Holland Park interviewed Freddie Gray, Deputy Editor of The Spectator, to find out how his education has influenced his career choice and success.
Job title and company: Deputy Editor, The Spectator
Education: The Hall, Bradfield College, St. Andrews University
How did your education inform your choice of career?
I think it gave me the confidence to take risks, and challenge ideas, including my own. Studying History at a young age meant I thought early on about how each retelling of each story is informed by countless biases and different perspectives – so really you should never believe anything you’re told, or even what you’re saying.
Do you think you’d be doing what you are now if you’d been to a different school?
The advantage of Bradfield is that it wasn’t a branding experience. None of my peers felt that, because they were a certain type of public school boy, they had to do a certain type of job.
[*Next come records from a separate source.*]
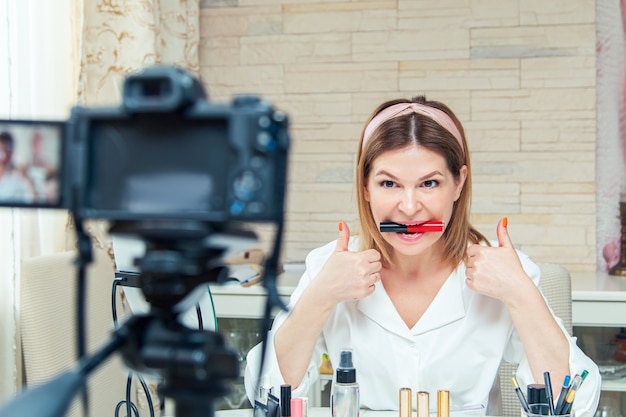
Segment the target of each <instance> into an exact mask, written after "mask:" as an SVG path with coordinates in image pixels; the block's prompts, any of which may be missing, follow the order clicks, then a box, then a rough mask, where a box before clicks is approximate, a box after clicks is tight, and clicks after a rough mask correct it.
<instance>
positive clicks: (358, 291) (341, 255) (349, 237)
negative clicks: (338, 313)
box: [310, 221, 382, 306]
mask: <svg viewBox="0 0 626 417" xmlns="http://www.w3.org/2000/svg"><path fill="white" fill-rule="evenodd" d="M349 241H350V229H349V228H348V225H347V224H346V223H345V222H344V221H340V222H339V238H338V239H337V246H336V248H335V251H334V252H333V254H332V255H331V256H330V257H329V258H328V260H327V261H326V264H325V265H324V267H323V268H322V270H321V271H320V273H319V274H318V276H317V277H316V279H314V280H313V283H312V284H311V285H312V286H314V288H310V289H312V290H314V291H317V292H318V294H319V295H320V296H322V297H324V299H325V300H326V302H330V303H332V305H333V306H334V305H336V304H338V303H340V302H343V301H353V300H359V299H361V298H365V297H367V296H368V295H370V294H372V293H373V292H374V289H375V288H376V285H375V284H376V283H377V282H378V281H380V271H381V268H382V263H381V260H380V259H381V256H380V253H379V252H378V251H377V250H375V249H368V250H365V251H363V252H352V251H350V250H349V249H348V243H349Z"/></svg>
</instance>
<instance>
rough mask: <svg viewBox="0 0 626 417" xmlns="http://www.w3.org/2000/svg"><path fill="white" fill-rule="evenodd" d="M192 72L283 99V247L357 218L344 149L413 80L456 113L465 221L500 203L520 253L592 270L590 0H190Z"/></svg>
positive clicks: (431, 95) (595, 261) (295, 250)
mask: <svg viewBox="0 0 626 417" xmlns="http://www.w3.org/2000/svg"><path fill="white" fill-rule="evenodd" d="M201 5H202V13H201V46H200V61H201V77H202V80H203V81H204V83H205V84H206V85H207V87H208V90H209V94H210V95H211V98H212V100H214V101H220V102H221V101H228V100H230V99H231V98H232V96H233V95H234V94H238V93H254V94H258V95H262V96H263V97H265V98H267V99H269V100H271V101H272V102H274V104H275V105H276V106H277V107H279V108H281V109H283V110H285V111H287V112H288V113H289V115H290V119H291V137H292V150H291V155H290V172H289V185H288V201H287V213H286V217H287V223H286V233H285V236H284V247H285V250H284V261H286V262H297V261H301V260H303V259H304V257H305V255H306V254H307V252H308V251H309V250H311V249H312V248H314V247H316V246H319V245H321V244H323V243H326V242H328V241H329V240H331V239H334V238H335V237H336V233H337V222H338V221H339V220H340V219H342V220H346V221H347V222H348V224H349V225H350V226H351V227H352V229H353V230H355V229H357V223H356V212H355V203H354V190H353V185H352V183H353V176H354V172H353V171H354V158H355V149H356V146H357V143H358V138H359V135H360V133H361V130H362V128H363V123H364V121H365V119H366V118H367V116H368V115H369V113H370V112H371V111H372V110H373V109H374V108H375V106H376V105H378V104H379V103H380V102H382V101H383V100H385V99H388V98H393V97H410V96H412V95H415V94H418V93H425V94H426V95H427V96H428V97H429V98H432V99H437V100H441V101H444V102H446V103H447V104H448V105H450V106H451V107H452V108H453V109H454V110H455V111H456V113H457V115H458V116H459V118H460V119H461V120H462V121H463V123H464V125H465V128H466V132H467V136H468V141H469V147H470V151H471V154H472V158H473V159H472V161H473V168H474V184H475V192H474V199H473V217H472V220H473V222H474V224H475V225H476V226H477V227H478V228H479V229H481V230H482V231H483V232H484V233H485V234H486V235H487V236H489V237H490V238H495V225H496V222H497V221H498V219H499V218H500V217H502V216H508V217H509V225H510V226H509V229H510V233H511V236H512V239H513V241H514V243H515V244H516V245H517V246H518V247H519V248H520V249H522V250H524V251H525V252H527V253H528V254H529V255H531V256H532V257H533V258H534V259H535V260H536V261H543V262H545V261H549V262H557V263H561V264H563V265H565V266H567V267H568V268H570V269H571V270H594V269H595V268H596V259H595V256H596V255H595V229H596V226H595V213H596V207H595V137H596V101H595V84H596V82H595V77H596V72H595V65H596V61H595V50H596V49H595V46H596V45H595V39H596V38H595V29H596V23H595V2H594V1H593V0H554V1H548V2H546V1H543V0H505V1H503V0H440V1H436V2H433V1H425V0H371V1H370V0H359V1H347V0H344V1H334V0H327V1H306V0H221V1H215V0H213V1H212V0H202V1H201Z"/></svg>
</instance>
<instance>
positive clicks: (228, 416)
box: [215, 407, 485, 417]
mask: <svg viewBox="0 0 626 417" xmlns="http://www.w3.org/2000/svg"><path fill="white" fill-rule="evenodd" d="M470 408H471V409H470ZM470 408H468V409H466V410H454V409H451V410H450V417H482V416H484V415H485V409H484V408H475V407H470ZM360 414H361V415H360V417H398V415H399V413H398V411H372V410H363V409H362V410H361V413H360ZM412 414H413V415H415V411H413V413H412ZM430 415H431V416H432V415H435V416H436V415H437V413H436V412H433V410H431V412H430ZM215 417H252V409H250V408H248V409H242V410H223V411H216V412H215ZM307 417H332V414H331V412H330V408H328V407H309V409H308V413H307Z"/></svg>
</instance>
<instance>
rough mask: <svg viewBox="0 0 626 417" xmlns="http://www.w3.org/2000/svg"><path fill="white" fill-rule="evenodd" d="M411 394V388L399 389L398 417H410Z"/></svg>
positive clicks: (410, 411) (412, 409) (410, 414)
mask: <svg viewBox="0 0 626 417" xmlns="http://www.w3.org/2000/svg"><path fill="white" fill-rule="evenodd" d="M412 397H413V392H412V391H411V388H400V416H399V417H411V413H412V412H413V404H412V401H411V400H412Z"/></svg>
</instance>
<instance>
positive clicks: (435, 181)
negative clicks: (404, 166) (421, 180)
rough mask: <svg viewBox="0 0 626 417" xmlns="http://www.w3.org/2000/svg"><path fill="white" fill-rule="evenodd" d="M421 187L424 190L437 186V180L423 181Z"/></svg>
mask: <svg viewBox="0 0 626 417" xmlns="http://www.w3.org/2000/svg"><path fill="white" fill-rule="evenodd" d="M422 185H423V186H424V187H425V188H434V187H436V186H437V185H439V181H437V180H426V181H424V183H423V184H422Z"/></svg>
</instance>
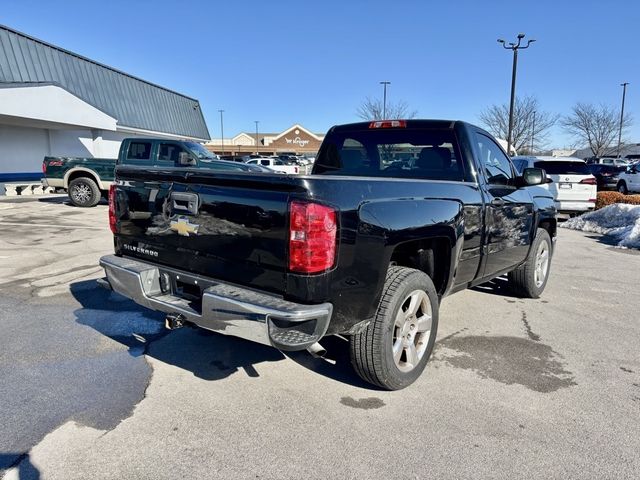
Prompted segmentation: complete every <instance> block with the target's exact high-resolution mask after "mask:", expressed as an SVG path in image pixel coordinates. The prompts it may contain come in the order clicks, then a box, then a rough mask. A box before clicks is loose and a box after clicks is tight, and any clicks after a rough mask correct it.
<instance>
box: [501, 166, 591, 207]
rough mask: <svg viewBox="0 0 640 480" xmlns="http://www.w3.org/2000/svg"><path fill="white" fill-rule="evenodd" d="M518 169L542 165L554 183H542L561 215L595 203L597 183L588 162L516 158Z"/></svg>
mask: <svg viewBox="0 0 640 480" xmlns="http://www.w3.org/2000/svg"><path fill="white" fill-rule="evenodd" d="M512 160H513V163H514V165H515V167H516V168H517V169H518V170H519V171H523V169H524V168H531V167H536V168H542V169H544V170H545V172H546V173H547V176H548V177H549V178H550V179H551V180H552V182H551V183H548V184H546V185H542V187H543V188H546V189H547V190H549V192H550V193H551V194H552V195H553V198H554V199H555V202H556V209H557V210H558V213H559V214H561V215H562V216H565V217H566V216H573V215H577V214H580V213H583V212H588V211H590V210H593V209H594V208H595V206H596V195H597V190H598V189H597V183H596V178H595V177H594V176H593V175H592V174H591V172H590V171H589V168H588V166H587V163H586V162H585V161H584V160H581V159H579V158H575V157H525V156H520V157H514V158H513V159H512Z"/></svg>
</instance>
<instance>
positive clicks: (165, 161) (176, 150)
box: [156, 142, 188, 167]
mask: <svg viewBox="0 0 640 480" xmlns="http://www.w3.org/2000/svg"><path fill="white" fill-rule="evenodd" d="M182 152H186V153H188V152H187V151H186V150H185V149H184V148H182V146H180V145H178V144H177V143H173V142H160V143H159V144H158V159H157V162H156V163H157V164H158V165H160V166H172V167H179V166H180V153H182Z"/></svg>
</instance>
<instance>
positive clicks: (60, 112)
mask: <svg viewBox="0 0 640 480" xmlns="http://www.w3.org/2000/svg"><path fill="white" fill-rule="evenodd" d="M131 136H152V137H163V138H175V139H191V140H196V141H206V140H209V138H210V137H209V131H208V130H207V125H206V123H205V120H204V117H203V115H202V111H201V109H200V104H199V102H198V101H197V100H195V99H193V98H189V97H187V96H185V95H182V94H180V93H176V92H173V91H171V90H168V89H166V88H163V87H160V86H157V85H154V84H152V83H149V82H147V81H145V80H141V79H139V78H136V77H133V76H131V75H128V74H126V73H124V72H121V71H119V70H116V69H114V68H111V67H108V66H106V65H102V64H100V63H97V62H94V61H93V60H90V59H88V58H85V57H82V56H80V55H77V54H75V53H72V52H69V51H67V50H64V49H62V48H59V47H56V46H53V45H50V44H48V43H45V42H43V41H41V40H38V39H35V38H32V37H30V36H28V35H25V34H23V33H20V32H17V31H15V30H13V29H11V28H8V27H5V26H2V25H0V182H2V181H11V180H30V179H37V178H40V176H41V164H42V159H43V157H45V156H46V155H51V156H68V157H96V158H116V157H117V156H118V149H119V148H120V142H121V141H122V139H123V138H126V137H131Z"/></svg>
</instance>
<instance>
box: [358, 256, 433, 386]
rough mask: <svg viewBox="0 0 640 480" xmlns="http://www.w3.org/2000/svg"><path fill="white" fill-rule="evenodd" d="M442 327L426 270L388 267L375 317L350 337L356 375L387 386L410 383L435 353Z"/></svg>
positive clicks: (392, 385) (367, 381) (398, 384)
mask: <svg viewBox="0 0 640 480" xmlns="http://www.w3.org/2000/svg"><path fill="white" fill-rule="evenodd" d="M437 329H438V295H437V293H436V289H435V287H434V285H433V282H432V281H431V279H430V278H429V276H428V275H426V274H425V273H424V272H421V271H419V270H415V269H412V268H405V267H396V266H393V267H390V268H389V270H388V272H387V278H386V281H385V285H384V290H383V292H382V298H381V300H380V305H379V306H378V311H377V312H376V316H375V317H374V319H373V320H372V322H371V323H370V324H369V326H368V327H367V328H366V329H365V330H364V331H362V332H361V333H358V334H355V335H353V336H352V337H351V339H350V350H351V363H352V364H353V366H354V368H355V370H356V372H357V373H358V375H359V376H360V377H361V378H362V379H364V380H365V381H367V382H369V383H373V384H374V385H378V386H380V387H383V388H386V389H388V390H399V389H401V388H405V387H407V386H409V385H411V384H412V383H413V382H414V381H415V380H416V379H417V378H418V377H419V376H420V374H421V373H422V371H423V370H424V368H425V366H426V365H427V361H428V360H429V357H430V356H431V352H432V350H433V344H434V342H435V339H436V332H437Z"/></svg>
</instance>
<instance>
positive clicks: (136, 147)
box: [127, 142, 151, 160]
mask: <svg viewBox="0 0 640 480" xmlns="http://www.w3.org/2000/svg"><path fill="white" fill-rule="evenodd" d="M150 158H151V142H131V143H130V144H129V151H128V152H127V160H149V159H150Z"/></svg>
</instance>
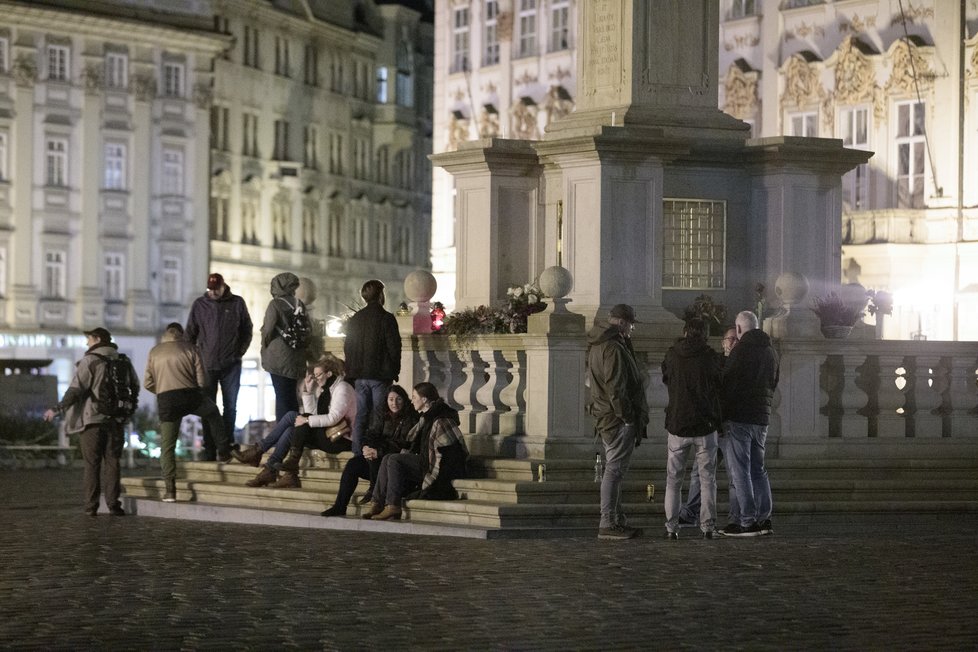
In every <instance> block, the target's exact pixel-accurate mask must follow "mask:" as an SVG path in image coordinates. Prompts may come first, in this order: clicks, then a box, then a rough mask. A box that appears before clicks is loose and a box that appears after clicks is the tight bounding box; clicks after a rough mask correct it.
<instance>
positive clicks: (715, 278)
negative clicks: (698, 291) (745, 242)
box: [662, 199, 727, 290]
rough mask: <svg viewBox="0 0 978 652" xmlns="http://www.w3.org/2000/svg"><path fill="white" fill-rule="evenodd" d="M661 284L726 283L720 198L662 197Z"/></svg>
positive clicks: (724, 286) (725, 239)
mask: <svg viewBox="0 0 978 652" xmlns="http://www.w3.org/2000/svg"><path fill="white" fill-rule="evenodd" d="M662 205H663V220H664V227H663V243H664V246H663V257H662V287H663V288H667V289H673V290H676V289H684V290H714V289H721V288H723V287H725V284H726V271H725V269H726V261H725V242H726V217H727V204H726V202H723V201H711V200H699V199H664V200H663V202H662Z"/></svg>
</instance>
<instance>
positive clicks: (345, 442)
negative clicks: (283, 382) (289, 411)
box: [271, 354, 357, 488]
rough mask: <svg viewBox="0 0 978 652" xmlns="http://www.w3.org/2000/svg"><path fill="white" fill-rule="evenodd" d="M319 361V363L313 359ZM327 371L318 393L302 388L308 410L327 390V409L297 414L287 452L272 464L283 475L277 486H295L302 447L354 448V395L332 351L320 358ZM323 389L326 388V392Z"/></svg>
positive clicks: (295, 485) (297, 485) (338, 359)
mask: <svg viewBox="0 0 978 652" xmlns="http://www.w3.org/2000/svg"><path fill="white" fill-rule="evenodd" d="M316 364H320V363H316ZM322 365H323V367H322V368H323V370H324V371H325V373H326V375H325V378H323V380H322V381H321V383H322V386H321V387H320V388H319V390H318V391H319V395H318V396H317V395H314V394H312V393H309V392H303V394H302V404H303V405H304V406H305V408H306V410H307V411H308V410H309V408H311V407H313V406H315V405H316V404H317V400H319V399H321V398H322V395H323V394H327V393H328V394H329V410H328V411H327V412H326V413H325V414H324V413H323V412H319V413H317V414H312V413H308V414H300V415H299V416H298V417H296V420H295V428H294V429H293V431H292V434H291V436H290V437H289V446H290V447H289V454H288V455H287V456H286V457H285V459H284V460H282V463H281V464H277V465H273V466H272V467H271V469H272V470H273V471H281V472H282V477H281V478H279V479H278V481H277V482H276V483H275V486H276V487H279V488H283V487H284V488H293V487H294V488H298V487H299V486H301V485H300V483H299V460H301V459H302V451H303V450H304V449H305V448H306V447H307V446H308V447H309V448H318V449H319V450H321V451H325V452H327V453H331V454H334V455H335V454H336V453H342V452H344V451H348V450H352V449H353V442H352V436H351V432H352V430H351V425H352V424H353V422H354V420H355V419H356V418H357V397H356V394H355V392H354V391H353V385H351V384H350V383H349V382H347V380H346V377H345V375H346V364H345V363H344V362H343V361H342V360H340V359H339V358H337V357H336V356H335V355H332V354H326V356H325V357H324V358H323V359H322ZM326 390H329V391H328V392H327V391H326Z"/></svg>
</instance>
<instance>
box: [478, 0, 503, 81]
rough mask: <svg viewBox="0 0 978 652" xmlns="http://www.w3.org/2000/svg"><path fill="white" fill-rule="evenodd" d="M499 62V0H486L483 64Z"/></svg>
mask: <svg viewBox="0 0 978 652" xmlns="http://www.w3.org/2000/svg"><path fill="white" fill-rule="evenodd" d="M497 63H499V0H486V5H485V18H484V21H483V24H482V65H484V66H494V65H496V64H497Z"/></svg>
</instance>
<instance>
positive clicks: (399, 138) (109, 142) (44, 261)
mask: <svg viewBox="0 0 978 652" xmlns="http://www.w3.org/2000/svg"><path fill="white" fill-rule="evenodd" d="M431 64H432V23H431V16H430V15H428V14H426V12H425V4H424V3H423V2H420V3H419V2H382V1H379V0H378V1H366V0H345V1H342V2H334V1H330V2H325V1H322V0H308V1H303V2H286V1H275V2H261V1H258V0H240V1H239V0H224V1H221V0H218V1H213V2H212V1H205V0H190V1H187V2H181V3H179V4H175V3H160V2H155V3H154V2H140V1H134V0H133V1H130V0H104V1H98V2H84V1H82V0H42V1H40V2H0V357H3V358H20V359H24V358H34V359H46V358H52V359H54V361H55V362H54V364H53V365H52V366H51V367H50V368H49V372H51V373H55V374H56V375H57V376H58V378H59V384H60V390H61V391H63V389H64V387H65V386H66V384H67V382H68V380H69V379H70V376H71V372H72V369H73V363H74V361H75V360H76V359H77V358H78V357H79V356H80V355H81V353H82V352H83V351H84V349H85V341H84V337H82V336H81V333H80V331H81V330H82V329H84V328H91V327H93V326H95V325H104V326H105V327H107V328H108V329H109V330H110V331H112V333H113V335H114V337H115V339H116V340H117V341H118V342H119V343H120V349H122V350H124V351H126V352H127V353H129V354H130V355H131V356H132V357H133V360H134V362H135V364H136V367H137V369H140V370H141V369H142V365H143V362H144V361H145V358H146V355H147V354H148V350H149V349H150V348H151V347H152V346H153V344H155V342H156V338H157V336H158V333H159V331H160V330H161V328H162V326H164V325H165V324H166V323H168V322H170V321H178V322H185V321H186V318H187V313H188V311H189V307H190V304H191V303H192V302H193V300H194V299H195V298H196V297H198V296H200V295H201V294H202V293H203V291H204V286H205V282H206V278H207V275H208V273H209V272H212V271H214V272H220V273H222V274H223V275H224V277H225V279H226V280H227V282H228V284H229V286H230V287H231V288H232V290H233V291H234V292H235V293H236V294H240V295H241V296H243V297H244V299H245V300H246V302H247V303H248V307H249V310H250V311H251V313H252V317H253V320H254V322H255V328H256V331H257V329H258V327H259V326H260V324H261V319H262V315H263V314H264V311H265V306H266V305H267V303H268V301H269V299H270V298H271V297H270V295H269V281H270V280H271V278H272V277H273V276H274V275H275V274H277V273H280V272H283V271H291V272H294V273H295V274H296V275H298V276H300V277H303V278H308V279H309V280H310V281H311V282H312V284H313V286H314V287H315V288H316V290H317V296H316V297H315V299H316V300H315V302H314V303H313V305H312V306H311V309H312V313H313V316H314V317H316V318H318V319H319V320H326V319H327V318H328V317H329V316H330V315H340V314H342V313H344V312H346V311H347V310H348V306H351V305H356V303H357V302H358V300H359V288H360V285H361V284H362V283H363V281H364V280H366V279H368V278H380V279H382V280H384V281H385V282H387V283H388V287H389V288H390V294H389V296H388V300H389V303H391V304H392V305H393V306H396V304H397V302H399V301H400V300H401V299H402V297H401V296H400V295H401V294H402V292H403V290H402V283H401V281H402V280H403V279H404V278H405V276H406V275H407V274H408V273H410V272H411V271H413V270H414V269H417V268H419V267H421V268H424V267H427V266H428V248H429V229H430V214H431V205H430V188H431V186H430V166H429V163H428V161H427V158H426V154H428V153H430V151H431V124H430V116H431V94H430V89H431V86H432V80H431V70H432V65H431ZM258 339H259V338H258V337H256V338H255V340H254V344H253V346H252V349H251V350H250V351H249V352H248V354H247V356H246V359H245V361H244V368H245V371H244V373H243V376H242V390H241V394H240V403H241V405H242V406H247V409H239V411H238V414H239V417H240V418H239V422H242V421H246V420H248V419H250V418H265V416H266V415H267V414H269V413H272V412H273V410H271V408H270V407H269V406H270V404H271V403H272V401H273V396H272V394H273V392H272V389H271V386H270V385H269V384H267V383H266V380H265V376H266V375H265V374H263V373H261V367H260V363H259V346H258Z"/></svg>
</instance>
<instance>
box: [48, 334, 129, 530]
mask: <svg viewBox="0 0 978 652" xmlns="http://www.w3.org/2000/svg"><path fill="white" fill-rule="evenodd" d="M84 333H85V342H86V343H87V344H88V350H86V351H85V355H83V356H82V359H81V360H79V361H78V362H77V363H76V364H75V374H74V375H73V376H72V377H71V383H70V384H69V385H68V389H67V390H66V391H65V394H64V396H63V397H62V398H61V402H60V403H58V405H57V406H56V407H53V408H51V409H49V410H47V411H45V412H44V420H45V421H52V420H53V419H54V418H55V417H56V416H64V417H65V431H66V432H67V433H68V434H69V435H78V448H79V449H80V450H81V454H82V459H83V460H84V461H85V475H84V480H83V487H84V489H83V491H84V494H85V513H86V514H88V515H89V516H95V515H97V514H98V499H99V494H100V493H101V492H102V490H104V491H105V506H106V507H107V508H108V510H109V514H111V515H112V516H125V515H126V512H125V510H123V509H122V501H120V500H119V495H120V494H121V493H122V485H121V483H120V481H119V480H120V475H121V474H120V471H119V459H120V458H121V457H122V447H123V446H124V445H125V433H124V432H123V429H122V426H123V423H125V421H128V418H123V417H113V416H109V415H106V414H100V413H99V409H98V400H99V398H100V396H99V392H100V389H99V388H100V387H102V385H103V383H102V379H103V377H104V376H105V373H106V367H107V366H108V365H107V364H106V361H105V360H103V358H108V359H115V358H118V357H119V356H120V355H121V354H120V353H119V347H118V346H117V345H116V344H115V343H113V342H112V334H111V333H109V331H107V330H106V329H104V328H101V327H99V328H94V329H92V330H90V331H85V332H84ZM129 378H130V383H131V385H130V392H131V394H132V396H133V397H136V396H138V395H139V378H138V376H136V370H135V369H133V368H132V363H129Z"/></svg>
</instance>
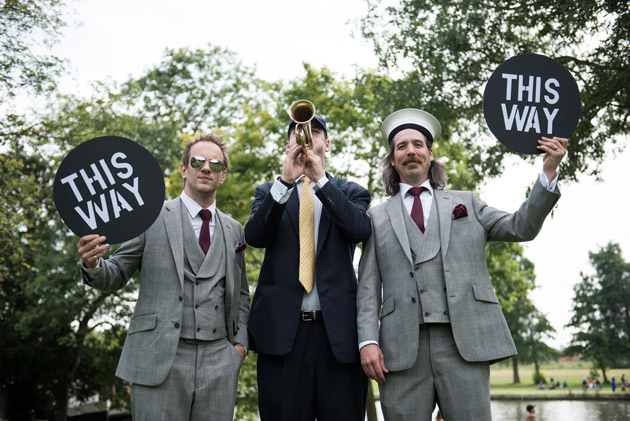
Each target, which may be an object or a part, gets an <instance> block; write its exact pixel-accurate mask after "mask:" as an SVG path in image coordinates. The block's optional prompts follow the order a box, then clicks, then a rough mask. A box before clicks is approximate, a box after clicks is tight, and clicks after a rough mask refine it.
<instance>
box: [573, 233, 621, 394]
mask: <svg viewBox="0 0 630 421" xmlns="http://www.w3.org/2000/svg"><path fill="white" fill-rule="evenodd" d="M589 258H590V261H591V266H593V269H594V270H595V273H594V274H593V275H587V274H584V273H582V274H581V275H582V281H581V282H580V283H579V284H577V285H575V286H574V288H573V291H574V294H575V296H574V297H573V312H574V314H573V317H572V318H571V320H570V322H569V323H568V325H567V327H573V328H575V329H577V330H578V331H577V333H575V334H574V335H573V339H572V341H571V346H570V347H569V348H568V349H567V350H566V352H568V353H572V352H573V353H575V352H579V353H581V354H583V355H584V356H585V357H587V358H589V359H591V361H593V362H594V364H595V365H596V367H597V368H598V369H600V370H601V371H602V375H603V378H604V382H607V381H608V380H607V377H606V369H607V368H608V367H614V366H616V365H617V364H627V363H628V361H629V358H628V355H630V263H628V262H626V261H625V260H624V259H623V256H622V255H621V248H620V247H619V244H616V243H609V244H607V245H606V246H604V247H601V248H600V249H599V250H598V251H597V252H591V253H589Z"/></svg>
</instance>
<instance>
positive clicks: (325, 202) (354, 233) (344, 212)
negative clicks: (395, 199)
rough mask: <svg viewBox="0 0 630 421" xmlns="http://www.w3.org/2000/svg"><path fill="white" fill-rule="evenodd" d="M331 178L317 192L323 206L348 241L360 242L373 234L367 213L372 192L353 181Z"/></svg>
mask: <svg viewBox="0 0 630 421" xmlns="http://www.w3.org/2000/svg"><path fill="white" fill-rule="evenodd" d="M337 183H338V181H337V180H335V179H332V180H330V181H329V182H328V183H326V184H325V185H324V186H323V187H322V188H321V189H319V191H318V192H317V193H316V195H317V197H318V199H319V200H320V201H321V202H322V206H324V207H325V208H326V210H327V211H328V212H329V213H330V215H331V218H332V221H333V223H334V224H336V225H337V226H338V227H339V228H340V229H341V230H342V232H343V233H344V235H345V236H346V238H347V239H348V242H350V243H353V244H358V243H360V242H362V241H366V240H367V239H368V238H369V237H370V235H371V234H372V225H371V223H370V218H369V216H368V214H367V208H368V206H369V205H370V200H371V196H370V192H369V191H367V190H366V189H364V188H363V187H361V186H360V185H358V184H357V183H353V182H342V184H341V186H339V187H338V186H337Z"/></svg>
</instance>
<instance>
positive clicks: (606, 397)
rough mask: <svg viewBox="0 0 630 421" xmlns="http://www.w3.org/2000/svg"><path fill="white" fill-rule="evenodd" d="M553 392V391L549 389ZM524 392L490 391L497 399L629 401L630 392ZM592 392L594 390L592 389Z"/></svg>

I think that might have been different at another private school.
Did you find a particular teacher or person at your school or university especially inspirational?
My History teacher, George Chamier, was always provocative and unbossy, without trying to be cool. He always said fascinating things such as: “Sex in the Victorian age was what death is to us today” (or words to that effect), which stuck with me.
What did your education give you that you are most grateful for?
Friends and happiness at the time.
Freddy is the Deputy Editor at The Spectator. He was formerly the literary editor of the American Conservative, and deputy editor of the Catholic Herald. He writes primarily about US politics and religion.